Liu Shuhui, Zhang Yupei, Peng Jiajie, Wang Tao, Shang Xuequn
School of Computer Science, Northwestern Polytechnical University, Xi'an 710072, China.
Key Laboratory of Big Data Storage and Management, MIIT, Xi'an 710129, China.
Brain Sci. 2022 Jul 12;12(7):908. doi: 10.3390/brainsci12070908.
In current research processes, mathematical learning has significantly impacted the brain's plasticity and cognitive functions. While biochemical changes in brain have been investigated by magnetic resonance spectroscopy, our study attempts to identify non-math students by using magnetic resonance imaging scans (MRIs). The proposed method crops the left middle front gyrus (MFG) region from the MRI, resulting in a multi-instance classification problem. Then, subspace enhanced contrastive learning is employed on all instances to learn robust deep features, followed by an ensemble classifier based on multiple-layer-perceptron models for student identification. The experiments were conducted on 123 MRIs taken from 72 math students and 51 non-math students. The proposed method arrived at an accuracy of 73.7% for image classification and 91.8% for student classification. Results show the proposed workflow successfully identifies the students who lack mathematical education by using MRI data. This study provides insights into the impact of mathematical education on brain development from structural imaging.

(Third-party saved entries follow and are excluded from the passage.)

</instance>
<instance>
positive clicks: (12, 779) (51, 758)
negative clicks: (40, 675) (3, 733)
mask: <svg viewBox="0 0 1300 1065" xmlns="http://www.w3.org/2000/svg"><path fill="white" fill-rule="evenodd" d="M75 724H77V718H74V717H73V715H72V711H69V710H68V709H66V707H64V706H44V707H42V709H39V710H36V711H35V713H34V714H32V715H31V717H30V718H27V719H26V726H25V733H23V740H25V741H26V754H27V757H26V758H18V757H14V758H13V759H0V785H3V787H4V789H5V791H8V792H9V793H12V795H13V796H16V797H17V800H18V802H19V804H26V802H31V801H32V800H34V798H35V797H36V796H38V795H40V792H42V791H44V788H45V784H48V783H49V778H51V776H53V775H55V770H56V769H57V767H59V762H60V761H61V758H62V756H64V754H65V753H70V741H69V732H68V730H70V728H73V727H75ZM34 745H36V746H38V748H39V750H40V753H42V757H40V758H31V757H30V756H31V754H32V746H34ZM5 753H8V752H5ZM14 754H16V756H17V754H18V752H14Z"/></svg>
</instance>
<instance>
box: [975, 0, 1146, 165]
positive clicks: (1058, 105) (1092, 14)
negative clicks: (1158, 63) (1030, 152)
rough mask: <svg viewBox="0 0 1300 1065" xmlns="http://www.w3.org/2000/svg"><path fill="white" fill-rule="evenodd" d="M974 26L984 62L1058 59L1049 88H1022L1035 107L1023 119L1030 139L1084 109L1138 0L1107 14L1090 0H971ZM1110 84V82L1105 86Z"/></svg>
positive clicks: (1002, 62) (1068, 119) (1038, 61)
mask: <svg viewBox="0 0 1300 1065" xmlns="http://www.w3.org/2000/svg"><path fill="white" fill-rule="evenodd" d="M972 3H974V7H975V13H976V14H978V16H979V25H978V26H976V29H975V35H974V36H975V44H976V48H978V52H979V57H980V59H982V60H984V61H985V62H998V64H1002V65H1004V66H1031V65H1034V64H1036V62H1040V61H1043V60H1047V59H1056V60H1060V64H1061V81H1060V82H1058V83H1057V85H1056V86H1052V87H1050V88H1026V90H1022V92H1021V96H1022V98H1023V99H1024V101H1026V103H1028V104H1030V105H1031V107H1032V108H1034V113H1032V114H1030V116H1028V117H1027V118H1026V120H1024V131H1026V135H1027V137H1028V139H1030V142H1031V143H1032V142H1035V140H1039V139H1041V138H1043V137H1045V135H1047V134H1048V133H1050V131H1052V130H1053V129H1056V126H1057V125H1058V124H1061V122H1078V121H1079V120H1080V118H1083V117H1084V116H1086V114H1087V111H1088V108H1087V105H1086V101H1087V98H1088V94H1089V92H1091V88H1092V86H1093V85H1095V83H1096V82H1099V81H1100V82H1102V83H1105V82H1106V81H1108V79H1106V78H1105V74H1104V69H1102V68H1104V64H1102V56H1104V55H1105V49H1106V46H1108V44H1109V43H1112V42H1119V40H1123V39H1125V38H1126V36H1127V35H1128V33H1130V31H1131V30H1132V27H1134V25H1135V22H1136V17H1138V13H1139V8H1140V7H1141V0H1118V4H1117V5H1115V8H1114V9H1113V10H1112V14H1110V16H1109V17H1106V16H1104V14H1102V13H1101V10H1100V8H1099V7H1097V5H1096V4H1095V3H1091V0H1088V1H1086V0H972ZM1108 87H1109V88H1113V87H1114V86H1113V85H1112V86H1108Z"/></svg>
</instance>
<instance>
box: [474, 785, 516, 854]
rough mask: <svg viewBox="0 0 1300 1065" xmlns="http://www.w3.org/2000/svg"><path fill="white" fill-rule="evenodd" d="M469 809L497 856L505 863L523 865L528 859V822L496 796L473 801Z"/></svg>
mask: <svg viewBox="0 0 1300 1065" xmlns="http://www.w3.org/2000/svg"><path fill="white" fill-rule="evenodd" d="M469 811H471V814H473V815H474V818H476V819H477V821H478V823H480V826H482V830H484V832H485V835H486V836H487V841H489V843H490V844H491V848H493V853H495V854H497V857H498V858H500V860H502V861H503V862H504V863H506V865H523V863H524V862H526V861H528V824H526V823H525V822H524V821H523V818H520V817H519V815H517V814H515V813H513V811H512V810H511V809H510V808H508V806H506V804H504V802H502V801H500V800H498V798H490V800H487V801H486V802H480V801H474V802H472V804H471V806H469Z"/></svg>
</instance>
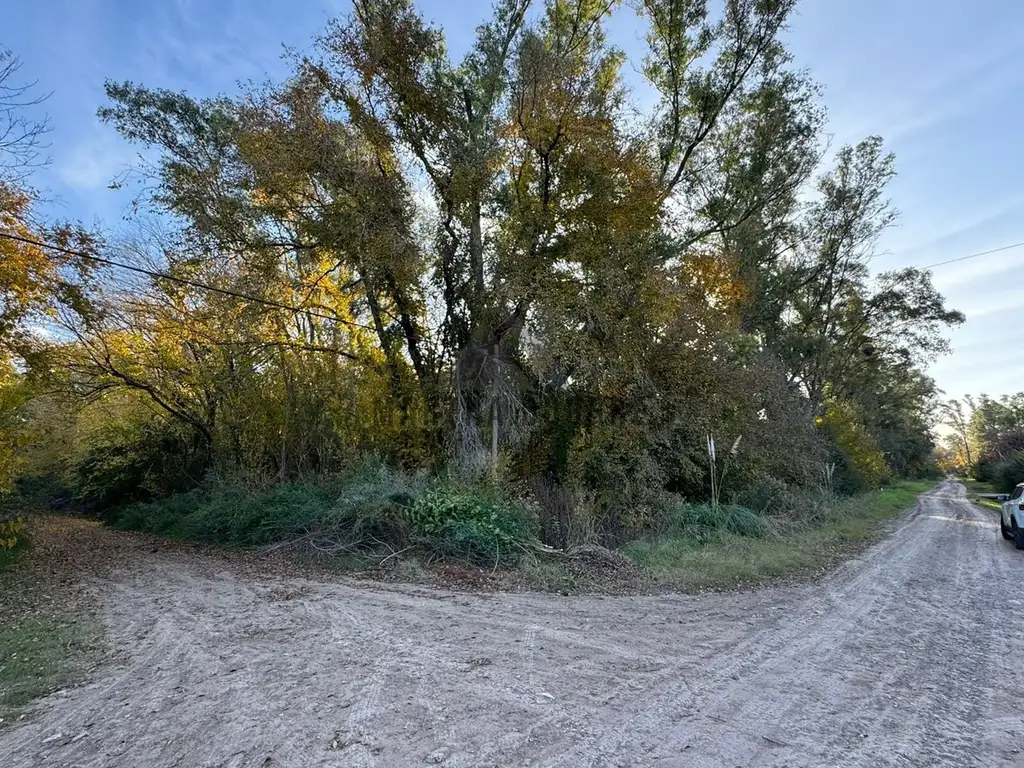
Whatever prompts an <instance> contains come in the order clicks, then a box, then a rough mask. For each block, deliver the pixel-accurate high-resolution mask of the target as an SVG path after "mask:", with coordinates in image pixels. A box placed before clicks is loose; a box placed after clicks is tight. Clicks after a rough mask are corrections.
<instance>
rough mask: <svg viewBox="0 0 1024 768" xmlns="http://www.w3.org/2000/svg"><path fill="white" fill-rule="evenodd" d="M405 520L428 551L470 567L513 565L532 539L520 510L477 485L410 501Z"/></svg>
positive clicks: (528, 517) (448, 490)
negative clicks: (445, 555)
mask: <svg viewBox="0 0 1024 768" xmlns="http://www.w3.org/2000/svg"><path fill="white" fill-rule="evenodd" d="M409 517H410V520H411V521H412V523H413V528H414V530H415V532H416V535H417V536H418V537H419V538H421V539H422V540H423V541H424V542H426V543H427V545H428V546H429V547H430V548H431V549H433V550H435V551H437V552H439V553H440V554H445V555H455V556H458V557H463V558H466V559H467V560H471V561H476V562H490V563H499V562H516V561H518V560H519V558H520V557H521V555H522V553H523V550H524V546H525V545H526V544H527V543H528V542H531V541H534V540H536V538H537V526H536V523H535V521H534V520H532V519H531V518H530V516H529V514H528V513H527V511H526V510H525V509H524V508H523V507H522V506H520V505H518V504H515V503H513V502H510V501H508V500H506V499H504V498H502V496H501V495H500V494H499V493H498V492H496V490H492V489H488V488H485V487H481V486H470V487H467V488H459V487H457V486H453V485H451V484H443V485H439V486H437V487H434V488H432V489H430V490H429V492H427V493H426V494H424V495H423V496H421V497H420V498H419V499H417V500H416V502H414V504H413V506H412V507H411V508H410V509H409Z"/></svg>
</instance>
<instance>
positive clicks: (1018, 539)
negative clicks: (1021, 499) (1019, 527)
mask: <svg viewBox="0 0 1024 768" xmlns="http://www.w3.org/2000/svg"><path fill="white" fill-rule="evenodd" d="M1013 523H1014V546H1015V547H1016V548H1017V549H1024V528H1019V527H1017V520H1016V518H1015V519H1014V520H1013Z"/></svg>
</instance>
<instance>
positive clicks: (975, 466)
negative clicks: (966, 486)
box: [939, 392, 1024, 508]
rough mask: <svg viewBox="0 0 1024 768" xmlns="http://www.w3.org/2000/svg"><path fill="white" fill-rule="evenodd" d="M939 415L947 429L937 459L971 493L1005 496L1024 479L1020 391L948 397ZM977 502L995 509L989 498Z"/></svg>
mask: <svg viewBox="0 0 1024 768" xmlns="http://www.w3.org/2000/svg"><path fill="white" fill-rule="evenodd" d="M942 414H943V420H944V422H945V424H946V426H947V427H948V428H949V433H948V434H947V435H946V438H945V441H944V444H943V445H942V446H941V447H940V450H939V461H940V464H941V465H942V468H943V469H944V470H945V471H947V472H951V473H954V474H956V475H957V476H959V477H962V478H963V479H962V482H964V484H965V485H966V486H967V489H968V494H969V495H972V496H975V497H976V496H977V495H978V494H1009V493H1011V492H1012V490H1013V489H1014V488H1015V487H1016V486H1017V484H1018V483H1021V482H1024V392H1018V393H1017V394H1014V395H1004V396H1001V397H999V398H997V399H995V398H992V397H989V396H988V395H985V394H982V395H979V396H977V397H973V396H970V395H969V396H966V397H964V398H963V399H953V400H948V401H946V402H945V403H943V406H942ZM977 501H978V502H979V503H981V504H984V505H986V506H990V507H996V508H997V507H998V505H997V504H995V503H994V502H992V501H990V500H985V499H977Z"/></svg>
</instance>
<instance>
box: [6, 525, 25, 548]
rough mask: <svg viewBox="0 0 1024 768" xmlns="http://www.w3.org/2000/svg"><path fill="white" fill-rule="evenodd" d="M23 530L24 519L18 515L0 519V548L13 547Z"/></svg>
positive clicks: (23, 526) (22, 531)
mask: <svg viewBox="0 0 1024 768" xmlns="http://www.w3.org/2000/svg"><path fill="white" fill-rule="evenodd" d="M24 530H25V520H23V519H22V518H20V517H12V518H8V519H6V520H4V519H0V550H9V549H14V547H16V546H17V543H18V541H20V539H19V537H20V536H22V532H23V531H24Z"/></svg>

在当前的研究过程中,数学学习对大脑的可塑性和认知功能产生了显著影响。虽然已经通过磁共振波谱研究了大脑中的生化变化,但我们的研究试图通过使用磁共振成像扫描(MRI)来识别非数学专业学生。所提出的方法从MRI中裁剪出左中前额叶脑回(MFG)区域,从而产生一个多实例分类问题。然后,对所有实例采用子空间增强对比学习来学习鲁棒的深度特征,接着是基于多层感知器模型的集成分类器用于学生识别。实验是对从72名数学专业学生和51名非数学专业学生那里获取的123份MRI进行的。所提出的方法在图像分类方面的准确率达到了73.7%,在学生分类方面的准确率达到了91.8%。结果表明,所提出的工作流程通过使用MRI数据成功识别出了缺乏数学教育的学生。这项研究从结构成像方面为数学教育对大脑发育的影响提供了见解。